To address these tolls, Reps. Diana DeGette (D-CO) and Fred Upton (R-MI) led a “Dear Colleague”, Congressional sign-on letter, urging House leaders to support scientific and medical researchers in the next COVID-19 relief package. The bipartisan letter, with 182 signatures, requests $26 billion in the next COVID-19 relief package for federal research agencies to support:

  • Supplements for research grants and contracts (e.g., cost extensions);
  • Emergency relief to sustain research support personnel and base operating costs for core research facilities; and
  • Additional graduate student and postdoc fellowships, traineeships, and research assistantships.
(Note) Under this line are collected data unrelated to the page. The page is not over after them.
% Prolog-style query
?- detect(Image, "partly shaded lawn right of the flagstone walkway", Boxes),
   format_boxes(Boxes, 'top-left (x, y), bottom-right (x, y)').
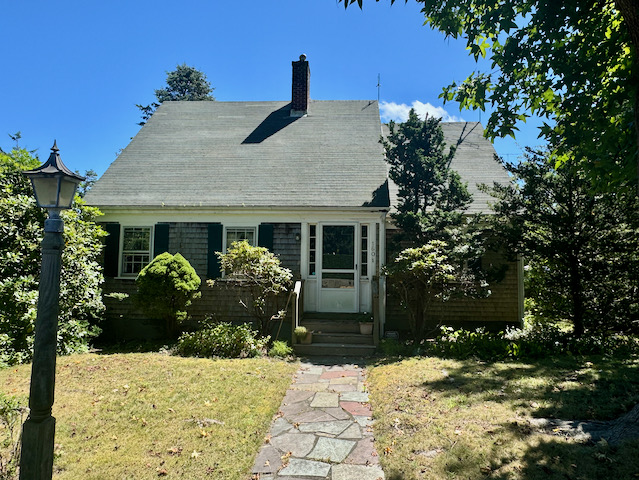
top-left (368, 357), bottom-right (639, 480)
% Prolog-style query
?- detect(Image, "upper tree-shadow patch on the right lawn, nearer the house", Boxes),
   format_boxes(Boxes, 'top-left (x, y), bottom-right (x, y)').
top-left (422, 357), bottom-right (639, 420)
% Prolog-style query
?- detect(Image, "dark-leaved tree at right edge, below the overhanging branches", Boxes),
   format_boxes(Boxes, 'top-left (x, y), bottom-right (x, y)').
top-left (484, 151), bottom-right (639, 336)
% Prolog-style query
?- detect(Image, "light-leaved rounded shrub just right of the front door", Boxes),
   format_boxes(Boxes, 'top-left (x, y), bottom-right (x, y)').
top-left (384, 240), bottom-right (484, 339)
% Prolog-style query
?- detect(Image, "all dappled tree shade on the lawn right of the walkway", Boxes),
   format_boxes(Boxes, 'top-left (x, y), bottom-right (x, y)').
top-left (377, 357), bottom-right (639, 480)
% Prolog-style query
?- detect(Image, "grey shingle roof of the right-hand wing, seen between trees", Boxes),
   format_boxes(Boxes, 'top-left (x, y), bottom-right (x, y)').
top-left (383, 122), bottom-right (510, 213)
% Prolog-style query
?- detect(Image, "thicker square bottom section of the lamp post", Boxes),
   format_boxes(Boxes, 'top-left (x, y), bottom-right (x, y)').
top-left (20, 417), bottom-right (55, 480)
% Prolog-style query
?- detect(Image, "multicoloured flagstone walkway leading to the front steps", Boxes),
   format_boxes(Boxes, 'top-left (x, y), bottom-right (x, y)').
top-left (253, 359), bottom-right (385, 480)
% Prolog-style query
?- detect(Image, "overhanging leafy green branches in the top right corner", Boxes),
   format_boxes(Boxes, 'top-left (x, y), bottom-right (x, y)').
top-left (340, 0), bottom-right (639, 190)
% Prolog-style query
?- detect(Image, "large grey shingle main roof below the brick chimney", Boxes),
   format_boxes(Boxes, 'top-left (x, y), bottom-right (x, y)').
top-left (86, 100), bottom-right (389, 208)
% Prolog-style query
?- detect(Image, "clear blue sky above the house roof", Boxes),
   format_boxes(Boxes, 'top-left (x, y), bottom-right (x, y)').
top-left (0, 0), bottom-right (540, 174)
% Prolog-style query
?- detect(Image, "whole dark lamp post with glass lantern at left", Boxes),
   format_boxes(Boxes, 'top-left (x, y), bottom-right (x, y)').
top-left (20, 142), bottom-right (84, 480)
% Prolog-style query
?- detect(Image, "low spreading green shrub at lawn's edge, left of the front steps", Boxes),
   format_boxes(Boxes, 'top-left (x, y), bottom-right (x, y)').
top-left (176, 322), bottom-right (270, 358)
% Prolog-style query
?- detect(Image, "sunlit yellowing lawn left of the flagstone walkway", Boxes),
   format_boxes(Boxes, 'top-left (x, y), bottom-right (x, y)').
top-left (0, 353), bottom-right (297, 480)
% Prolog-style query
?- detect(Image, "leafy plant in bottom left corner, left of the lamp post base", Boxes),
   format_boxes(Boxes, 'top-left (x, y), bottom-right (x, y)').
top-left (0, 392), bottom-right (27, 480)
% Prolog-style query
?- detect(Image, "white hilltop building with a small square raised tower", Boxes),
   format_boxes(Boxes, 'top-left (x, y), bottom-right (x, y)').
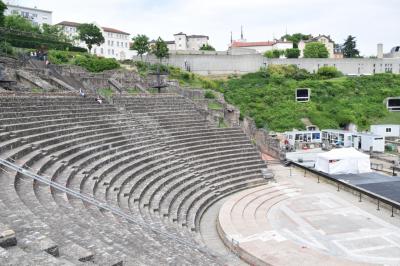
top-left (166, 32), bottom-right (209, 51)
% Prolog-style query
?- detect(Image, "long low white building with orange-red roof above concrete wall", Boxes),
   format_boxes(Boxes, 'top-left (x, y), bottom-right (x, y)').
top-left (229, 40), bottom-right (293, 54)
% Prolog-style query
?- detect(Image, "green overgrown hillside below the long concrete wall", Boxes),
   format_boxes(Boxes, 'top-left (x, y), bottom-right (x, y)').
top-left (221, 69), bottom-right (400, 131)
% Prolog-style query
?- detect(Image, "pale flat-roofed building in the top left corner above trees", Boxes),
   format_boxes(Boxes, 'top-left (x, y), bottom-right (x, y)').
top-left (4, 4), bottom-right (52, 26)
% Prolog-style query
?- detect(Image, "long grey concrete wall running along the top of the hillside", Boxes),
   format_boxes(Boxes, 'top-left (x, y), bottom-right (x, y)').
top-left (134, 54), bottom-right (400, 75)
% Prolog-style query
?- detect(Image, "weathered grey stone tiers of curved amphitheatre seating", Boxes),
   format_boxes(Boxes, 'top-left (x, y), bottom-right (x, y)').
top-left (0, 94), bottom-right (265, 265)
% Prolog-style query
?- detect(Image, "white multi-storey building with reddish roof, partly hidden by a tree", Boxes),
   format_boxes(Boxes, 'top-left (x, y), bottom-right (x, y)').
top-left (57, 21), bottom-right (133, 60)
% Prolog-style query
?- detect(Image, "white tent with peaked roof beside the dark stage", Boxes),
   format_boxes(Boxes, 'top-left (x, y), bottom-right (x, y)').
top-left (315, 148), bottom-right (371, 175)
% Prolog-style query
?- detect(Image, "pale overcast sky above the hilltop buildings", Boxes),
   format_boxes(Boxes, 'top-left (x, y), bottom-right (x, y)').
top-left (5, 0), bottom-right (400, 55)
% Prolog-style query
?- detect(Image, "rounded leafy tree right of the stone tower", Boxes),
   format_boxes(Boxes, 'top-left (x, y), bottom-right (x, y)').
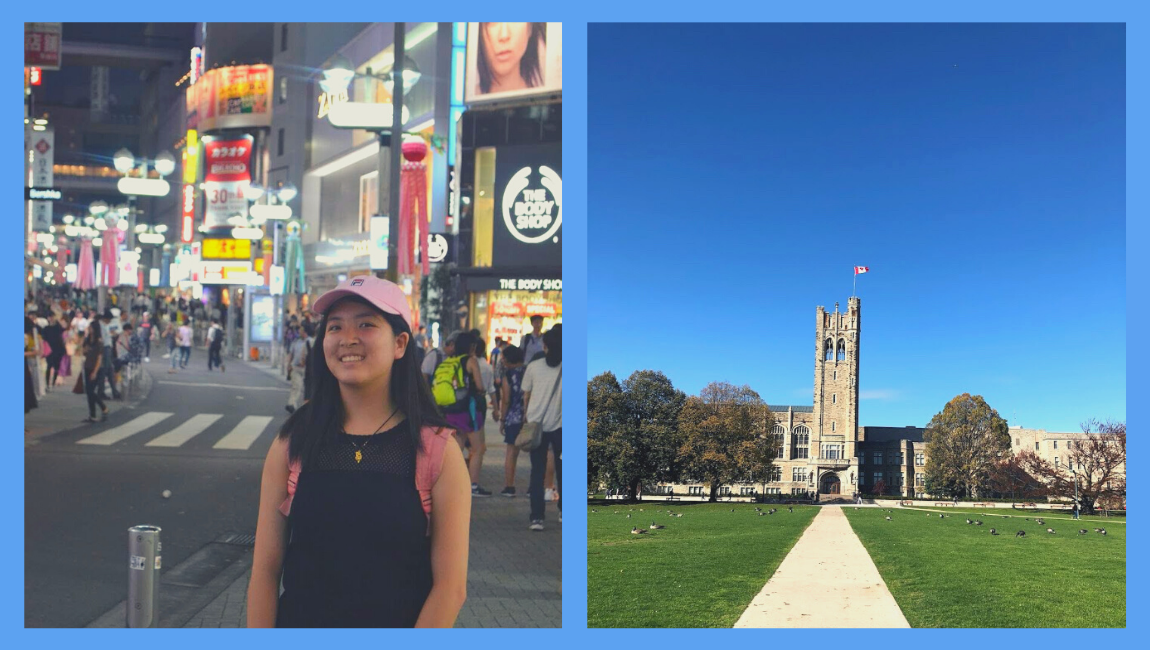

A similar effort is being led by Sen. Markey (D-MA).

The Ad Hoc Group for Medical Research, of which FABBS is a member, sent a letter to Congressional leadership requesting an additional $31 billion for NIH.

Meanwhile, with Members of the House and Senate back in their home districts, discussions about the FY 2021 budget have been largely put on hold. Originally planning to return to Capitol Hill on May 4, House leadership has been further delayed a return to Washington. Chairman Richard Shelby (R-AL) remains hopeful that the Senate Appropriations subcommittees will consider bills before the July 4 recess, even though subcommittees are still waiting to receive their allocations in order to continue the budget process.